The Salesforce driver uses JWT OAuth 2.0 Bearer Flow for server-to-server authentication. This method is secure and doesn't require user interaction.

Setting Up JWT Authentication

Step 1: Create a Connected App in Salesforce

  1. Log in to your Salesforce org
  2. Navigate to: Setup → Apps → App Manager
  3. Click New Connected App
  4. Fill in basic information:
    • Connected App Name: Gigantics Data Migration
    • Contact Email: Your email
  5. Enable OAuth Settings:
    • Check "Enable OAuth Settings"
    • Callback URL: https://login.salesforce.com (not used for JWT but required)
    • Check "Use digital signatures"
    • Upload your certificate (public key from the key pair you'll generate)
    • Select OAuth Scopes:
      • Full access (full)
      • Perform requests at any time (refresh_token, offline_access)
  6. Save and note the Consumer Key

Step 2: Generate RSA Key Pair

Generate a private key and certificate:

# Generate private key
openssl genrsa -out server.key 2048

# Generate certificate (public key)
openssl req -new -x509 -key server.key -out server.crt -days 365

Upload server.crt to the Connected App (Step 1).
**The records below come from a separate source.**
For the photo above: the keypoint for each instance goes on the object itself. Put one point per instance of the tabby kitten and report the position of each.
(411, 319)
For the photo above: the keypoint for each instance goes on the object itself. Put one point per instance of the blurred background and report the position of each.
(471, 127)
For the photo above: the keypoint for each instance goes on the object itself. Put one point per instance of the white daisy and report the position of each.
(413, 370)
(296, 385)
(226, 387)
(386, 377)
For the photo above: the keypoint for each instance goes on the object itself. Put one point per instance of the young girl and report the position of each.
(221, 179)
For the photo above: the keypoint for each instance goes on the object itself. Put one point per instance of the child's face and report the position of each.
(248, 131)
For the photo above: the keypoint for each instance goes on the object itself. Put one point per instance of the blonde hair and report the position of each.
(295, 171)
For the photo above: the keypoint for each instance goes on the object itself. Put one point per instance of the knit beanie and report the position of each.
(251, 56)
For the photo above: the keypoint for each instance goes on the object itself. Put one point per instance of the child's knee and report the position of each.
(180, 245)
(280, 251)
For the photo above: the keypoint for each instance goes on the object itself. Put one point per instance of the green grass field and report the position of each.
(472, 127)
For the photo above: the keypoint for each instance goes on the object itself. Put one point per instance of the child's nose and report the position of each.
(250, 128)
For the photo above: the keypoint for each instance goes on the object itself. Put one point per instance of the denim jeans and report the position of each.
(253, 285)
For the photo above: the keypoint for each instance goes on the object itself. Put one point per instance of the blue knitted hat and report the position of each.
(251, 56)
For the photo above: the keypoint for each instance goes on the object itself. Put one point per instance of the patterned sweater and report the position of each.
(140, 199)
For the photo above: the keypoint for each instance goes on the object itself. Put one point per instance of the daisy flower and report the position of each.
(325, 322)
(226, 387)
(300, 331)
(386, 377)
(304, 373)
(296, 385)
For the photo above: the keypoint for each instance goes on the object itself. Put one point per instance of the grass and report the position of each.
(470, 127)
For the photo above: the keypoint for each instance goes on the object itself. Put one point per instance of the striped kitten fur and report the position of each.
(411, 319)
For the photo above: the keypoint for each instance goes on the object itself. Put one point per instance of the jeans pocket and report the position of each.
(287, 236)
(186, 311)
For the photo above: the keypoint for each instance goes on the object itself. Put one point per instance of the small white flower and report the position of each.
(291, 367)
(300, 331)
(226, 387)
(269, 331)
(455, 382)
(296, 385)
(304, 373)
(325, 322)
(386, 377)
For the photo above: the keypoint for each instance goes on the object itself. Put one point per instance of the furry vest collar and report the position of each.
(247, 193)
Use server.key in Gigantics configuration.

Step 3: Pre-Authorize User

  1. Go to: Setup → Apps → Connected Apps → Manage Connected Apps
  2. Click your app name
  3. Click Edit Policies
  4. Under OAuth Policies:
    • Permitted Users: Admin approved users are pre-authorized
  5. Click Save
  6. Click Manage Profiles or Manage Permission Sets
  7. Add your user's profile or permission set

Technical Details

The Salesforce driver uses Bulk API 2.0 for high-performance data operations:

  • Queries: Automatically uses Bulk API 2.0 for datasets over 10,000 records, REST API for smaller queries
  • Writes: Uses Bulk API 2.0 for all insert, update, and upsert operations
  • Batch Sizes: Supports up to 150,000 records per batch
  • Concurrent Processing: Supports up to 100 parallel jobs
  • Automatic Ordering: Parent objects are processed before children

Load Modes

The Salesforce driver supports three load modes:

ModeDescriptionUse CaseExternal ID Required
InsertDeletes all existing records then creates new ones (truncate operation)Initial data load, full refreshNo
UpdateUpdates existing records by Salesforce IDUpdating records in same orgNo
MergeUpserts using external ID fieldCross-org migrations, re-runnable loadsYes

External ID for Merge Operations

When using merge mode, the driver automatically creates an external ID field called GIGExternalId__c on each object:

  • Field Type: Text (255 characters)
  • Purpose: Maps source record IDs to target org
  • Unique: Marked as external ID for upsert matching
  • Automatic: Created during the start phase if it doesn't exist

How it works:

  1. Source record ID is stored in GIGExternalId__c
  2. On upsert, Salesforce matches by GIGExternalId__c
  3. If match found → Update; If not found → Insert

Example:

rules:
  migration:
    loadMode: merge  # Enables external ID usage
    include:
      - Account
      - Contact

Best Practices

Always use Gigantics with Salesforce sandboxes, not production:

  • Why: Data migrations can affect automation, validation rules, and business logic
  • Sandbox Types: Full Copy, Partial Copy, or Developer sandboxes
  • Testing: Validate migration in sandbox before considering production
  • Sandbox Login: Use https://test.salesforce.com as host

For the best performance and simplest setup, use update mode within the same org:

Benefits:

  • Fast: No ID mapping required, true concurrent processing
  • 🎯 Simple: No user mapping, no external ID creation
  • Reliable: Direct ID references, no cross-org complexity

Example Use Case:

# Anonymizing data in the same sandbox
source:
  driver: salesforce
  host: https://test.salesforce.com
  # ... auth details

sink:
  driver: salesforce
  host: https://test.salesforce.com  # Same org!
  # ... same auth details

rules:
  anonymize:
    loadMode: update  # Update records in place
    transform:
      Contact:
        - Email:
            action: fake
            label: tech/email

Update vs Merge: When to Use Each

ScenarioRecommended ModeWhy
Same org anonymizationUpdateFastest, no ID mapping
Same org data refreshUpdateDirect ID references
Cross-org migrationMergeExternal ID handles different IDs
Re-runnable loadsMergeIdempotent, safe to re-run
Full data replacementInsertTruncates all data and reloads

Automation Management

⚠️ Important: Salesforce automations can slow down or block data migrations.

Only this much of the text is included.